22.4558 · Postulat · 2022-12-16
Département de justice et police
Liquidé
Wortlaut
Le Conseil fédéral est prié d'établir, sous l'angle du principe d'égalité des droits qui doit prévaloir entre États membres de la Confédération, un rapport qui examine l'opportunité de faire des anciens demi-cantons de Bâle-Campagne et de Bâle-Ville des cantons à part entière. Ce rapport mettra notamment la focale sur l'équilibre confédéral.
Begründung
Les six cantons qui aujourd'hui ne pèsent pas le même poids que les autres dans l'ensemble confédéral sont tous nés de la division en deux " États " indépendants d'entités qui constituaient précédemment des États à part entière. Les deux Bâle, en particulier, ont été séparés en 1832-1833 en raison des oppositions entre ville et campagne, pour devenir des " demi-cantons ". Ce statut devait préserver l'équilibre au sein de la Confédération puis, plus tard, de l'État fédéral : comme tous les demi-cantons faisaient partie de la Suisse alémanique, en faire des cantons à part entière aurait eu pour conséquence de renforcer encore davantage le poids prépondérant de la Suisse alémanique par rapport aux régions latines du pays - une préoccupation qu'a toutefois relativisée la séparation en 1979 du Jura du canton de Berne.
La sécession jurassienne, en effet, n'a pas entraîné la création de deux demi-cantons comme cela avait été le cas précédemment, car nul n'a voulu contester sérieusement au canton de Berne, même amputé du Jura, le statut de canton à part entière. Avec cette conséquence logique que la partie qui s'en est détachée est elle aussi devenue un canton entier.
Depuis l'entrée en vigueur au 1er janvier 2000 de la nouvelle Constitution fédérale, il n'y a plus de " demi-cantons ". Les cantons se trouvent tous sur un pied d'égalité, sauf, et la différence n'est pas négligeable, en ce qui concerne le nombre de représentants au Conseil des États et le nombre de voix en votation populaire.

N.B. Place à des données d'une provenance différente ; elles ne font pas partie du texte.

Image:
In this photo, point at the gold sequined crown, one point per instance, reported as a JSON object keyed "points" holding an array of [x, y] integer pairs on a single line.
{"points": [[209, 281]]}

Si l'on considère toutefois l'équilibre global de l'ensemble confédéral, force est aujourd'hui de constater que les zones urbaines sont sous-représentées au Parlement en général et au Conseil des États en particulier. Donner au canton de Bâle-Ville et au canton de Bâle-Campagne, avec sa grande agglomération, le même poids que les autres permettrait sans doute d'améliorer cet équilibre.

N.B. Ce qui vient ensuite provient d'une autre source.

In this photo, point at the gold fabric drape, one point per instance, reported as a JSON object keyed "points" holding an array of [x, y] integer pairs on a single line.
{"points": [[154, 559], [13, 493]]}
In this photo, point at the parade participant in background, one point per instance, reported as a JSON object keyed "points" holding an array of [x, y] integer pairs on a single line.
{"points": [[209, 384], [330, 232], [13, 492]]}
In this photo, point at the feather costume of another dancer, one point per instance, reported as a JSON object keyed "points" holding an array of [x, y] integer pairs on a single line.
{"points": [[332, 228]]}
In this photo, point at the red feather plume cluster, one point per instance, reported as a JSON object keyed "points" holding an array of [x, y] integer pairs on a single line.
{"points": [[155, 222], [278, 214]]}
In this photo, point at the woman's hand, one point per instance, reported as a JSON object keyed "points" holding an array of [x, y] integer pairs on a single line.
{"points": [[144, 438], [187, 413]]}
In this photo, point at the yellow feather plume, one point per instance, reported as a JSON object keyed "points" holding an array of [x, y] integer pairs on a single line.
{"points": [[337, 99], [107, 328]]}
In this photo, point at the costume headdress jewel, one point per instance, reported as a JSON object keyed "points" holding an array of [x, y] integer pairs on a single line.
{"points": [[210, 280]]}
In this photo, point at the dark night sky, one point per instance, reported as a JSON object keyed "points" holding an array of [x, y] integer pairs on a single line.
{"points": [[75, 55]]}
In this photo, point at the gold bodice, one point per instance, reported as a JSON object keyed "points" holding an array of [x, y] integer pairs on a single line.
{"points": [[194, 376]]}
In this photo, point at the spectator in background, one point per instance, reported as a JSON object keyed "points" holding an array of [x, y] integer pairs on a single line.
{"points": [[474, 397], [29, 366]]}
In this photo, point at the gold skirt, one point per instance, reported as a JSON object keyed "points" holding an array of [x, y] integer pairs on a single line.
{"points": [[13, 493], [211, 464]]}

Il convient également de rappeler que les cantons de Bâle-Ville et de Bâle-Campagne sont plus grands qu'un grand nombre de cantons investis au Conseil des États de l'entier des droits politiques. Cette réalité les distingue sensiblement des autres " demi-cantons " et invalide l'argument qui veut que les petits cantons et les cantons ruraux soient surreprésentés à la chambre haute.
On ne peut éternellement se contenter d'invoquer l'Histoire. Il est temps d'établir un rapport qui expose les voies et les moyens qui permettront de résoudre ce problème institutionnel d'une manière simple et équitable, sans porter atteinte ni aux principes juridiques généralement admis ni aux intérêts légitimes de toutes les parties, qu'elles soient majoritaires ou non.
Antrag des Bundesrates
Le Conseil fédéral propose de rejeter le postulat.
Stellungnahme des Bundesrates
Dans sa réponse du 23 novembre 2016 à la question 16.1055 " Quand tiendra-t-on compte à leur juste valeur des demi-cantons ? ", le Conseil fédéral a déjà fait part de sa position sur cette thématique. Des raisons historiques complexes expliquent le fait que six cantons ne comptent que pour une moitié lors des votations fédérales et n'ont qu'un siège au Conseil des États. La problématique de ces cantons (anciennement demi-cantons) est ancienne et connue. Elle est périodiquement abordée par la doctrine et par les autorités fédérales, et l'a été plus particulièrement dans le cadre de la réforme de la Constitution fédérale de 1999.
La notion d' " équilibre fédéral " est certes relative et peut toujours être mise en question. Le Conseil fédéral estime toutefois qu'il ne se justifie pas de bouleverser ce délicat équilibre politique, linguistique, confessionnel et entre cantons plutôt urbains et plutôt ruraux, pas davantage aujourd'hui qu'en 1999 et qu'en 2016. Le Conseil fédéral ne voit pas d'éléments nouveaux justifiant une étude sur un nouvel équilibre fédéral, ni sur la modification du statut des cantons de Bâle-Ville et Bâle-Campagne. Une modification du statut de ces seuls deux cantons ouvrirait en outre le champ à beaucoup d'autres questions, et ne serait sans doute pas susceptible d'être acceptée par les autres cantons.
Le Conseil fédéral propose de rejeter le postulat.